De quoi Alex Jukes est-il réellement accusé ?
Alex Jukes, fondateur de Jukebox PR et animateur du podcast « Loud & Unfiltered », a comparu le 23 juin 2026 devant la Thames Magistrates' Court, dans l'est de Londres, où il a plaidé non coupable de strangulation volontaire, d'agression et de harcèlement, ainsi que d'une infraction distincte liée à ses conditions de mise en liberté. Les faits de strangulation et d'agression renvoient à un incident présumé daté du 1er février 2026. Le harcèlement présumé couvre la période du 26 mai au 5 juin 2026. Ces charges relevant d'infractions graves, l'affaire a été renvoyée devant la Crown Court ; Jukes a été libéré sous caution avec conditions, et une audience de préparation au procès est prévue le 21 juillet 2026 à la Wood Green Crown Court, à Londres.

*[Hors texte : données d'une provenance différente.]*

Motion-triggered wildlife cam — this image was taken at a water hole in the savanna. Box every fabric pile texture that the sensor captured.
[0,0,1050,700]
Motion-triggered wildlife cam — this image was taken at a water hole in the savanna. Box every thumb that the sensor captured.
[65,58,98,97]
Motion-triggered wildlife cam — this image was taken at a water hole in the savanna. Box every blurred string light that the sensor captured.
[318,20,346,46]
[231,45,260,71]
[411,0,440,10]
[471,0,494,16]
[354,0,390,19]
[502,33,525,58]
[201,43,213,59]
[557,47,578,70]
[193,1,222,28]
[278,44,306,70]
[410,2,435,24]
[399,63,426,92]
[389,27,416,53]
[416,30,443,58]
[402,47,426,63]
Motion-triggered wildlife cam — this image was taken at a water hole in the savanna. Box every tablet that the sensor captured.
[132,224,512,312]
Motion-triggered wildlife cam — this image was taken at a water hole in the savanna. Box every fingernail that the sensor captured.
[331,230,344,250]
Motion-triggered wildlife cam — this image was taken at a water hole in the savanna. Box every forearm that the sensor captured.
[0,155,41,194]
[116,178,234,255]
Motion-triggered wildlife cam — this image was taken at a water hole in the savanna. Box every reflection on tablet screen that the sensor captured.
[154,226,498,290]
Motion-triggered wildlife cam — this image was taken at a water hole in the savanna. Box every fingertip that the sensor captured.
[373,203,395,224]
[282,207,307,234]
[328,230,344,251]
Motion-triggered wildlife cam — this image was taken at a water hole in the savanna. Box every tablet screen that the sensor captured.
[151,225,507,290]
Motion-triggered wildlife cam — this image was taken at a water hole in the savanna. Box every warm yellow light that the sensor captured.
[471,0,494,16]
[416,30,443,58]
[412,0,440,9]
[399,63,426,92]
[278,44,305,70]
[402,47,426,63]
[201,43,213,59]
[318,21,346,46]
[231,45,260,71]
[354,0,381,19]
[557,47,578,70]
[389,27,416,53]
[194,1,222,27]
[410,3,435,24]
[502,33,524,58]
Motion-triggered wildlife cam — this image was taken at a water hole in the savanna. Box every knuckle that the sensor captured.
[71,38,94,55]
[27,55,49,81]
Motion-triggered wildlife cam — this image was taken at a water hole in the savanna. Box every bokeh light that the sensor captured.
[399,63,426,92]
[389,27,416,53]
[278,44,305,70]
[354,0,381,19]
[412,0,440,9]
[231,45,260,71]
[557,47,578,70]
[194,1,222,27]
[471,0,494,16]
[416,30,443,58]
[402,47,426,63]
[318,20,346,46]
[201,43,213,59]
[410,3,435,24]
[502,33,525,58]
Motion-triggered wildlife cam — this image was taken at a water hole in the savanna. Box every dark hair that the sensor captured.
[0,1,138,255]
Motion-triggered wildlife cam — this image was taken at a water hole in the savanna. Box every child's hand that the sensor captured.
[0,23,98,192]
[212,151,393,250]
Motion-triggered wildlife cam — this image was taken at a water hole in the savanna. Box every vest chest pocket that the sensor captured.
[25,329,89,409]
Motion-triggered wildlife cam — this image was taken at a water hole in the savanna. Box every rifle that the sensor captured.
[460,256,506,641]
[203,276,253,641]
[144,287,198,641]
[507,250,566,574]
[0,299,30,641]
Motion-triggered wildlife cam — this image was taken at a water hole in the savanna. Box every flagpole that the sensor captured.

Interrogé par Resident Advisor, Jukes a déclaré que ces accusations « relèvent d'une affaire personnelle » et qu'il entend les contester « avec la plus grande fermeté » devant la justice, refusant tout autre commentaire tant que la procédure suit son cours. Il a plaidé non coupable sur l'ensemble des chefs d'accusation, et rien à ce stade ne constitue une déclaration de culpabilité : ce qui est acquis, c'est le renvoi devant la Crown Court et le calendrier des audiences à venir.
Pourquoi le dossier d'un patron d'agence de presse concerne-t-il toute la scène ?
Fondée en 2008, Jukebox PR est l'une des agences les mieux connectées de la musique électronique, avec plus de 350 festivals accompagnés dans plus de 40 pays ; Jukes a récemment lancé Jukebox Ventures, un fonds visant 15 millions de dollars. Une agence de cette taille occupe un poste clé que le public ne voit jamais : elle contrôle les accès presse, les récits médiatiques et souvent la relation entre artistes et festivals. Quand la personne à la tête de ce dispositif est poursuivie pour strangulation, agression et harcèlement, ce n'est plus seulement une affaire personnelle : cela interroge la manière dont festivals, labels et médias vérifient réellement à qui ils confient l'accès à leurs artistes et journalistes.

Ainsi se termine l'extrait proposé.